February 26, 2003

Contamination Zone

I'm currently down with this flu that seems to be doing the rounds at the moment, which is a shame as there have been some interesting responses to my "When to use RDF?" question. Look at the comments and trackbacks for input from Dan Brickley, Shelley and Dorothea.

I'm just hoping it isn't going to get worse.

btw, this is my choice of recuperative reading.

Posted by ldodds at 09:14 AM | Feedback? | TrackBack

February 21, 2003

When to use RDF?

I came across RDF vs XML Illustrated via both Dave Beckett's Journal and the RDF IG IRC Scratchpad today. And its brought forward a question I've been meaning to ask for a couple of weeks now.

Take a look at the bottom right of the diagram (e.g. the JPEG version it says:


Some projects are better suited for XML data; others scream out for RDF. RDF will not replace XML, each has its advantages in certain scenarios.

My question is simple: what makes a project scream out for RDF? What property of an application or its data make it better suited to an RDF rather than an XML vocabulary?

I honestly don't have any feeling for the right answers.

I'm working with RDF tools now, but thats because FOAF is an RDF vocabulary. I'm just using the right tools for the job. If I was given a task to design a new system I don't have any feel for why I might choose RDF over XML. I haven't had that "aha" moment yet.

We might loosely classify markup vocabularies into three types:


  • Pure XML vocabularies

  • RDF Friendly vocabularies, e.g. RSS 1.0

  • Pure RDF vocabularies

And we could then generalise the question to: which type of vocabulary is best suited to which applications? Are RDF Friendly vocabularies just a transition step?
And if RDF will never supplant XML, then surely we're going to have to invest a lot of time in RDF Data Mining?

I've been wondering whether the answer might be in Shelley's book somewhere, but haven't had time to get beyond the opening chapter.

Maybe I'm just being dumb, I dunno. But I'd love to know what others think.

Posted by ldodds at 04:49 PM | Feedback? | TrackBack

Link Droppers

I'm interested in building a list of "Link Dropper" sites and would welcome
suggestions if you have any.

What do I mean by a Link Dropper? Basically a site that will drop some data into your existing webpage using a scripting language, e.g. Javascript or PHP.

My canonical example is the Meerkat Javascript Source flavour which drops RSS news feeds into your webapage. This was the first example of this kind of integration that I'd seen at the time. If you know of an earlier example then let me know.

Other examples of Link Droppers include blogrolling.com (list of blogs) and All Consuming (lists of books).

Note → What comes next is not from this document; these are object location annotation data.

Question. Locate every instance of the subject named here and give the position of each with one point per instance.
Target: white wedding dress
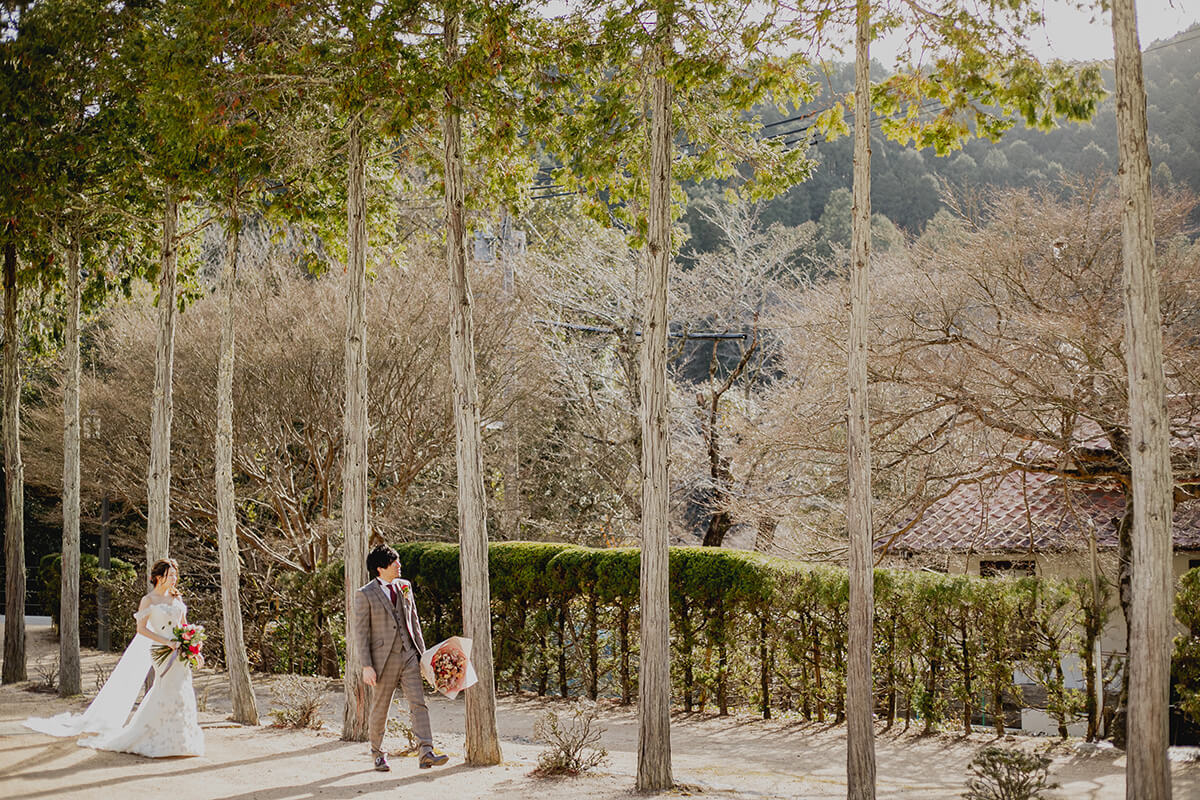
(166, 722)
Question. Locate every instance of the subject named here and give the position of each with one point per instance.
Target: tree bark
(69, 596)
(859, 695)
(354, 465)
(483, 738)
(159, 477)
(15, 481)
(1147, 773)
(654, 677)
(243, 695)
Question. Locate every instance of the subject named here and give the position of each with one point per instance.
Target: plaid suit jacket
(377, 624)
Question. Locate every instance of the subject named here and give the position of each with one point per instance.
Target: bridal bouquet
(190, 638)
(447, 666)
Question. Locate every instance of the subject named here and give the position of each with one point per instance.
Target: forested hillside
(906, 182)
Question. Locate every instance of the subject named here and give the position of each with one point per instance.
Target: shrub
(1186, 660)
(299, 699)
(47, 671)
(573, 740)
(1006, 774)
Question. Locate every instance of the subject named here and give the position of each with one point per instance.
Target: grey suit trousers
(403, 669)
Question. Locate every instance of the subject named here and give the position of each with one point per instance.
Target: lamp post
(103, 633)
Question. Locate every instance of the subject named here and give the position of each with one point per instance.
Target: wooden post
(70, 681)
(859, 695)
(1147, 775)
(654, 675)
(161, 411)
(15, 480)
(354, 463)
(483, 737)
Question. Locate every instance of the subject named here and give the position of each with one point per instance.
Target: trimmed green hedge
(748, 630)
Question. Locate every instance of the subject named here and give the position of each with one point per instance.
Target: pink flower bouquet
(190, 638)
(447, 666)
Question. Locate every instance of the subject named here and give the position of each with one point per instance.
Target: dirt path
(714, 757)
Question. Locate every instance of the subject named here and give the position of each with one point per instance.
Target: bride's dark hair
(160, 570)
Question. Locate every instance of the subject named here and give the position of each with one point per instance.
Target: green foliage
(1007, 774)
(1186, 660)
(124, 593)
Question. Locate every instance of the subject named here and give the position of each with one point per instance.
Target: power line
(609, 331)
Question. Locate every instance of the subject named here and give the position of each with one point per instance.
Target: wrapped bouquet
(190, 638)
(447, 666)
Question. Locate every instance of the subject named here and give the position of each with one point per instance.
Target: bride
(166, 722)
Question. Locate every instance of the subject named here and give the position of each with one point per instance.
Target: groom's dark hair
(379, 559)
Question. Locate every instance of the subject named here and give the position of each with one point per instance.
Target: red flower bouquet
(190, 638)
(447, 666)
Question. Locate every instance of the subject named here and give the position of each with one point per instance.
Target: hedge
(747, 630)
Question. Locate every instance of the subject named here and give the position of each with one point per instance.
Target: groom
(389, 641)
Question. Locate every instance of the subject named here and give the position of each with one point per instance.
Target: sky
(1073, 35)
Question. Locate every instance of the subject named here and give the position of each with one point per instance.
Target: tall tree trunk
(243, 695)
(1119, 729)
(510, 510)
(69, 596)
(159, 479)
(1149, 773)
(354, 465)
(483, 738)
(15, 481)
(654, 677)
(859, 695)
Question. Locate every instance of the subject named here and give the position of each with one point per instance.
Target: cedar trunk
(483, 738)
(15, 482)
(859, 695)
(243, 695)
(654, 677)
(159, 477)
(354, 465)
(69, 602)
(1149, 773)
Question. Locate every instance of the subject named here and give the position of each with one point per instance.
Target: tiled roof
(1025, 512)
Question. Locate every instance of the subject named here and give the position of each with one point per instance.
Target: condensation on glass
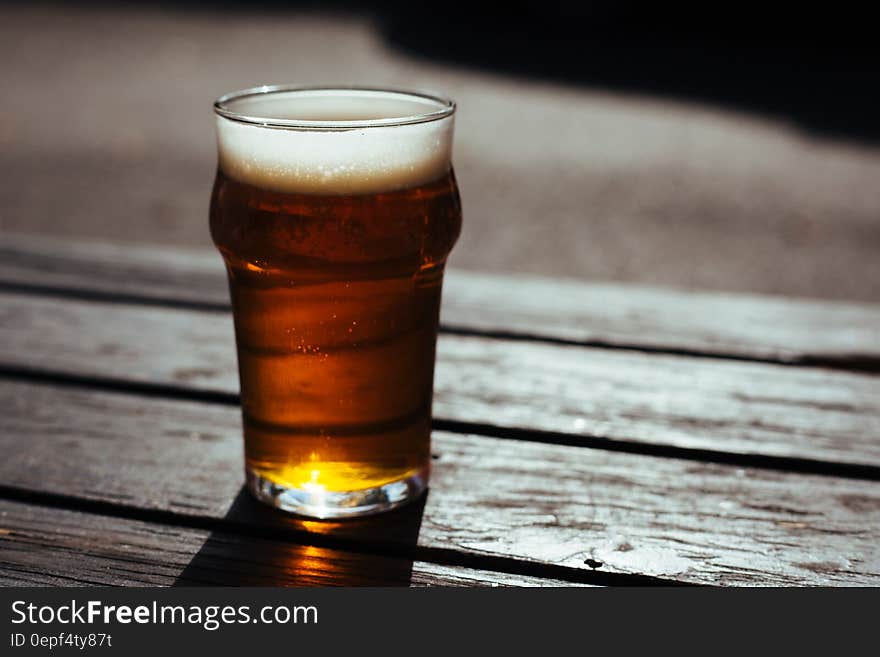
(335, 210)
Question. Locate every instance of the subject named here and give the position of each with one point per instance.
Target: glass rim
(446, 108)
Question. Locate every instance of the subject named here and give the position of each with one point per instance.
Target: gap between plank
(864, 364)
(439, 556)
(759, 461)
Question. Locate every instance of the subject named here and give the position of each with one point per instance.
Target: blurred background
(707, 146)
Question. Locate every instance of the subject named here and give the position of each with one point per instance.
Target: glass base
(323, 504)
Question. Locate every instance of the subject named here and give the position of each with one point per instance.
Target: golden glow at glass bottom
(331, 477)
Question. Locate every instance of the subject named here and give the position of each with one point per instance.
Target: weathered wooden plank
(627, 397)
(749, 326)
(490, 498)
(58, 547)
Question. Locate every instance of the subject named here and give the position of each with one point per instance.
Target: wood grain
(746, 326)
(627, 398)
(56, 547)
(491, 500)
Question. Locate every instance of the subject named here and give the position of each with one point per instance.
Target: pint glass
(335, 210)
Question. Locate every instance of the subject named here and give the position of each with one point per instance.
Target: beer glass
(335, 210)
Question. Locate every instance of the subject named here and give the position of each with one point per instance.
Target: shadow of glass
(261, 546)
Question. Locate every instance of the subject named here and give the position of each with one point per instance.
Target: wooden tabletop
(583, 435)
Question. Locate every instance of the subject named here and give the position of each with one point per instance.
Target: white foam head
(334, 141)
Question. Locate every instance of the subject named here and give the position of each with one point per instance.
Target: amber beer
(335, 211)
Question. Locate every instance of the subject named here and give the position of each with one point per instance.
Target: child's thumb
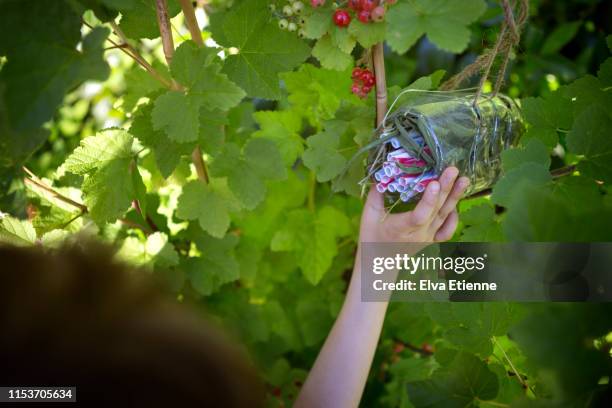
(374, 206)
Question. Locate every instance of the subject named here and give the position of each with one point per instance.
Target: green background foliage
(265, 244)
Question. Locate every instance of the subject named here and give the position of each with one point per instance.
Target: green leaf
(155, 251)
(460, 384)
(534, 174)
(106, 159)
(139, 84)
(178, 115)
(547, 114)
(343, 39)
(322, 154)
(368, 34)
(317, 92)
(590, 137)
(481, 225)
(283, 127)
(16, 232)
(139, 19)
(561, 35)
(330, 56)
(317, 23)
(444, 21)
(199, 202)
(264, 50)
(312, 237)
(246, 171)
(42, 65)
(605, 73)
(533, 152)
(546, 214)
(587, 91)
(215, 267)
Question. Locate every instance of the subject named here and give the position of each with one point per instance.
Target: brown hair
(76, 317)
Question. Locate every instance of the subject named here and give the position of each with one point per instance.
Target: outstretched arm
(339, 374)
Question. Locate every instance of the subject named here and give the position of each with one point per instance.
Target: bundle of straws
(407, 172)
(434, 130)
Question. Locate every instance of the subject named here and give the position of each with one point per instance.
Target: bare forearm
(339, 374)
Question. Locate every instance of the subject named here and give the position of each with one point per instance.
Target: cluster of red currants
(363, 81)
(365, 10)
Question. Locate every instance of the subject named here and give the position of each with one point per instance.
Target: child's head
(75, 317)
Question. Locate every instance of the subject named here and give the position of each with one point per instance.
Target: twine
(509, 37)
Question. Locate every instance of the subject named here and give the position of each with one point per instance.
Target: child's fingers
(374, 206)
(454, 197)
(447, 229)
(447, 181)
(425, 209)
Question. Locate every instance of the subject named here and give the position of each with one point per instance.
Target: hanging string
(508, 38)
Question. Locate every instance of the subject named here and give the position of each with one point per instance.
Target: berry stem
(378, 59)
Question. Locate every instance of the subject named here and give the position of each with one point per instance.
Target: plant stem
(36, 182)
(133, 53)
(378, 58)
(165, 30)
(191, 22)
(196, 36)
(312, 191)
(198, 162)
(556, 173)
(518, 376)
(149, 220)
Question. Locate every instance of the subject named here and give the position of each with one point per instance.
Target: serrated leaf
(343, 39)
(590, 136)
(247, 170)
(215, 267)
(533, 152)
(283, 128)
(534, 174)
(367, 34)
(264, 50)
(139, 19)
(444, 21)
(481, 225)
(106, 160)
(177, 114)
(312, 237)
(317, 92)
(466, 380)
(16, 232)
(317, 23)
(585, 92)
(322, 155)
(545, 115)
(42, 64)
(330, 56)
(199, 202)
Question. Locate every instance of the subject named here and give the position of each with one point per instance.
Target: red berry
(354, 5)
(427, 348)
(342, 18)
(364, 16)
(368, 5)
(366, 75)
(378, 14)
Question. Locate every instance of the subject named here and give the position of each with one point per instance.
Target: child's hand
(433, 219)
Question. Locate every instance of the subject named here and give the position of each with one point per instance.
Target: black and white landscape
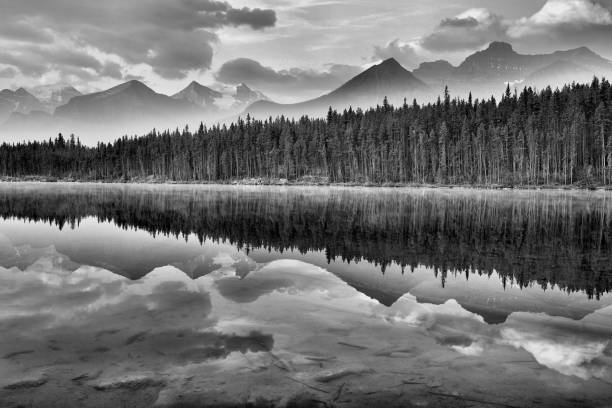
(289, 203)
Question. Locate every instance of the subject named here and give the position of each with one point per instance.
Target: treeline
(560, 136)
(526, 238)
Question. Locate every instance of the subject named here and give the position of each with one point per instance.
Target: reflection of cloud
(567, 346)
(564, 357)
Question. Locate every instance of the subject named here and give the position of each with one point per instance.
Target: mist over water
(165, 294)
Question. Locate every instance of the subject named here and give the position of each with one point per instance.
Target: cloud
(565, 15)
(257, 18)
(405, 53)
(8, 72)
(469, 30)
(172, 37)
(251, 72)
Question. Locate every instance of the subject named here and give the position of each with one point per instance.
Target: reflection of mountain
(530, 239)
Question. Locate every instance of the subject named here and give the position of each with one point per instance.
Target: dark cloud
(295, 79)
(36, 60)
(173, 37)
(467, 31)
(256, 18)
(23, 31)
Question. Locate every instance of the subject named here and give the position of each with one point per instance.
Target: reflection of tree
(532, 238)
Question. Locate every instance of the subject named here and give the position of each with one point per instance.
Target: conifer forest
(553, 136)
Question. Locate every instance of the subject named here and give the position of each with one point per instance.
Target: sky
(289, 49)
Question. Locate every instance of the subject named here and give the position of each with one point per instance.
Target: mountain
(487, 71)
(199, 95)
(245, 96)
(55, 95)
(20, 101)
(130, 101)
(434, 71)
(560, 72)
(387, 79)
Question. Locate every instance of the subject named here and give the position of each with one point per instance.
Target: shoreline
(313, 183)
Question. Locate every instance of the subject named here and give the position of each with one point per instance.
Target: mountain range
(133, 107)
(128, 108)
(483, 73)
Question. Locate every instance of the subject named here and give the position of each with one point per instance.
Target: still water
(117, 295)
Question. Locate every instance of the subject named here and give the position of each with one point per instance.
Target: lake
(187, 296)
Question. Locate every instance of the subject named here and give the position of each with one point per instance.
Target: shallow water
(114, 295)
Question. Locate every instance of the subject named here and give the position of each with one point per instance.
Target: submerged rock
(131, 382)
(332, 375)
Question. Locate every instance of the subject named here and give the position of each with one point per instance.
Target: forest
(547, 137)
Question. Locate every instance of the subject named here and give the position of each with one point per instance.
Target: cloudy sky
(289, 49)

I'm interested partly because I'd like to see what kind of "annotations" I can add to this blog, but also because I'm interested in seeing what people are doing with this kind of loose integration.

Posted by ldodds at 04:11 PM | Feedback? | TrackBack

User-Centred Linking

There's usually more than one way to get something on the net. There are dozens of online bookstores, search engines, new sites, document repositories, etc, etc. And we all have different preferences. Even for sites like Google and Amazon there is room for choice, e.g. different Google mirrors or regional Amazon sites.

Yet when we construct links we are always linking to a single one of those resources. In some cases that is because of an explicit recommendation. We know that one site is cheaper, has better information/context, etc. In others its simply because that's the first place we looked at in order to be able to link a reader to the resource we're talking about.

But why not give the user more choice, and let them decide the destination?

After all hypertext originally offered the promise of multiple destinations for a single given link. Bob DuCharme has recently demonstrated how this can be achieved using XSLT and Javascript. However this seems most applicable when the author knows of a variety of useful end-points for a link and can directly author them into the document. It's unlikely that anyone to take the trouble to deal will all possible end-points for a book link however. It's also very time-sensitive: even if I do include links to as many book sites as I can, if an "Amazon-killer" site appeared (Google Books?) then my readers won't be able to get to it without some extra work on their part.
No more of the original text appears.